For a second consecutive year, Dogpile ranked highest in satisfying residential internet service subscribers as their primary search engine, according to the J.D. Power and Associates “2007 Residential Online Service Customer Satisfaction Study” released today.
The study, in its fourth year, examines consumer behavior, experiences and satisfaction of internet service subscribers with the most frequently used online services: search engine/functions, web portal, instant messaging, social networking, music downloading services and online console gaming systems.
Dogpile improved by 14 points since 2006 to earn a score of 818 on a 1,000-point scale. It performed particularly well among internet service subscribers in all three factors that determine overall satisfaction (listed in order of importance): functionality, ease of use and results.
Google followed Dogpile in the rankings with a score of 794, while Ask.com was third, earning a score of 784.
“Dogpile continues to differentiate itself from its competition in two key ways,” said Frank Perazzini, director of telecommunications research at J.D. Power and Associates. “First, Dogpile’s meta search capabilities provide a one-stop search experience for internet users by aggregating the results of many of the major search engines simultaneously.
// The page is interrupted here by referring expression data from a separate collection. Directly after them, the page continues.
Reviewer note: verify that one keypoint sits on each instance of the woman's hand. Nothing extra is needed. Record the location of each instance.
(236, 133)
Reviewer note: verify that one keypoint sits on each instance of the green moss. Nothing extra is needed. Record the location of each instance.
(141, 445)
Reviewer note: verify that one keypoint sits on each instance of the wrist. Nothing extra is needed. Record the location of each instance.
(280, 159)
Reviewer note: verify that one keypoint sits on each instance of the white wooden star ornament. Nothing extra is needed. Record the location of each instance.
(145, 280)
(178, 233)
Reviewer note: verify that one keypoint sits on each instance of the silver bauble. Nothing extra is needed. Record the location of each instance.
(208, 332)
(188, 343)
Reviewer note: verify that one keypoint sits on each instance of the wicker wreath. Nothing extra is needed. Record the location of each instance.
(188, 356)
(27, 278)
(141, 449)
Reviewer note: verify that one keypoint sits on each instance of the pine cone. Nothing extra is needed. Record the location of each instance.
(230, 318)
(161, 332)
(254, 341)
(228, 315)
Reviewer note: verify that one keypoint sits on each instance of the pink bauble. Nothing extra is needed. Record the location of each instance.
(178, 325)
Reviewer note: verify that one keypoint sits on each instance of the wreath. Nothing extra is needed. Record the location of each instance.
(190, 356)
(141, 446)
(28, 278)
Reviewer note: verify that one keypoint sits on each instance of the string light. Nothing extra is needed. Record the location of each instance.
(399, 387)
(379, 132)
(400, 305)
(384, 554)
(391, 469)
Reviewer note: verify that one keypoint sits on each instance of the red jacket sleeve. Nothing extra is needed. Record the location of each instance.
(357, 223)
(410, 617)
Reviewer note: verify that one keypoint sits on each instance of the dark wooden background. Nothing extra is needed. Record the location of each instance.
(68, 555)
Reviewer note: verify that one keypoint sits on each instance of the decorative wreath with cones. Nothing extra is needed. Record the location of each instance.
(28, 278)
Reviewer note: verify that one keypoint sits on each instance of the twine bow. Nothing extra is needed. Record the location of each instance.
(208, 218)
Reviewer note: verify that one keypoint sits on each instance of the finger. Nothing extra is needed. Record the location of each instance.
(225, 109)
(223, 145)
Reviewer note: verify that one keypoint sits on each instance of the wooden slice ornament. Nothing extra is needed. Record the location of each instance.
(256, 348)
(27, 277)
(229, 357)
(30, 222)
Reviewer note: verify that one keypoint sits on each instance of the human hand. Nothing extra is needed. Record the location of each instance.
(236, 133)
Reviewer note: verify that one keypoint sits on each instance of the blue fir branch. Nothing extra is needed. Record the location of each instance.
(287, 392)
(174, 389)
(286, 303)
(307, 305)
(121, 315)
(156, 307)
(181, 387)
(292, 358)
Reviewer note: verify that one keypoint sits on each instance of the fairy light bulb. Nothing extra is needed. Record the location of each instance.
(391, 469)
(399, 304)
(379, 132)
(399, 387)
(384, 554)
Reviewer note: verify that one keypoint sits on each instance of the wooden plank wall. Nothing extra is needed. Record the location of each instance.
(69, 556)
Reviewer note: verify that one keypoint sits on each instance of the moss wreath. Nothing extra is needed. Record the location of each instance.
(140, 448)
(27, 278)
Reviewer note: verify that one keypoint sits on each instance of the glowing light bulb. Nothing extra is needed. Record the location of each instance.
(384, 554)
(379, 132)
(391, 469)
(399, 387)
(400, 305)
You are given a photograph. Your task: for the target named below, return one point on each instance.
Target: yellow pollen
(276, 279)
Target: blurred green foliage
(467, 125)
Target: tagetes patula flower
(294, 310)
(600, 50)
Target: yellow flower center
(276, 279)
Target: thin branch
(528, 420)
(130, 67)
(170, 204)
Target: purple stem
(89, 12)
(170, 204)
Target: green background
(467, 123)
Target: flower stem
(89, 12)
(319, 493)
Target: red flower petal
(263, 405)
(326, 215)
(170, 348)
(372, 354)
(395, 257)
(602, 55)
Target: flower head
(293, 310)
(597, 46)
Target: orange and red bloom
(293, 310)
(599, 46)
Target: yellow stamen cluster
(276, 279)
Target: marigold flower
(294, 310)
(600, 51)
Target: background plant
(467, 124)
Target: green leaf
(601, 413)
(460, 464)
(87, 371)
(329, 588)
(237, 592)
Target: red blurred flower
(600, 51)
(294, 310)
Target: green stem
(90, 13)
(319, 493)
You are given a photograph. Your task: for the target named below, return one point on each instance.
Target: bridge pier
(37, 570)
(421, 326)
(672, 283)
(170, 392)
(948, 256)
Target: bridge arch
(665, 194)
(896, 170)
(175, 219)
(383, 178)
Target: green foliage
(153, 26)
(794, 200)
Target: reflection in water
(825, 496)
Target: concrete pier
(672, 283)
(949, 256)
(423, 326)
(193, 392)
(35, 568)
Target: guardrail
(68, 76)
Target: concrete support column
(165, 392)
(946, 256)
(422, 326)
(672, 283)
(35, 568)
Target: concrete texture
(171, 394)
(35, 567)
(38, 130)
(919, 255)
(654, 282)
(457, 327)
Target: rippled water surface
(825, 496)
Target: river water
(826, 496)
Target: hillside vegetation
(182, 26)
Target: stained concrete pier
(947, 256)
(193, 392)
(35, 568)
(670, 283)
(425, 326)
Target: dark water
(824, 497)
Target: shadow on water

Second, users report that they are particularly satisfied with the limits that Dogpile places on the amount of paid advertising that accompanies search results.”
The study also found that the number of customers who report using search engines on a daily basis has increased from 66% in 2006 to 70% in 2007.
Google remains the most widely accessed search engine in the study, undergoing an increase in usage of 7%age points from 2006 to 58% in 2007.
“In a market where most providers are, at best, maintaining their share, Google posts a significant share gain for a third consecutive year,” said Perazzini. “Google continues to be particularly successful at making its name and brand synonymous with the execution of an internet search. Even though Dogpile, Ask.com and others also provide high levels of satisfaction, it will be quite difficult for them to break Google’s grip on the market.”
About the study: The 2007 Residential Online Service Customer Satisfaction Study is based on responses from 10,787 residential customers of internet service providers nationwide.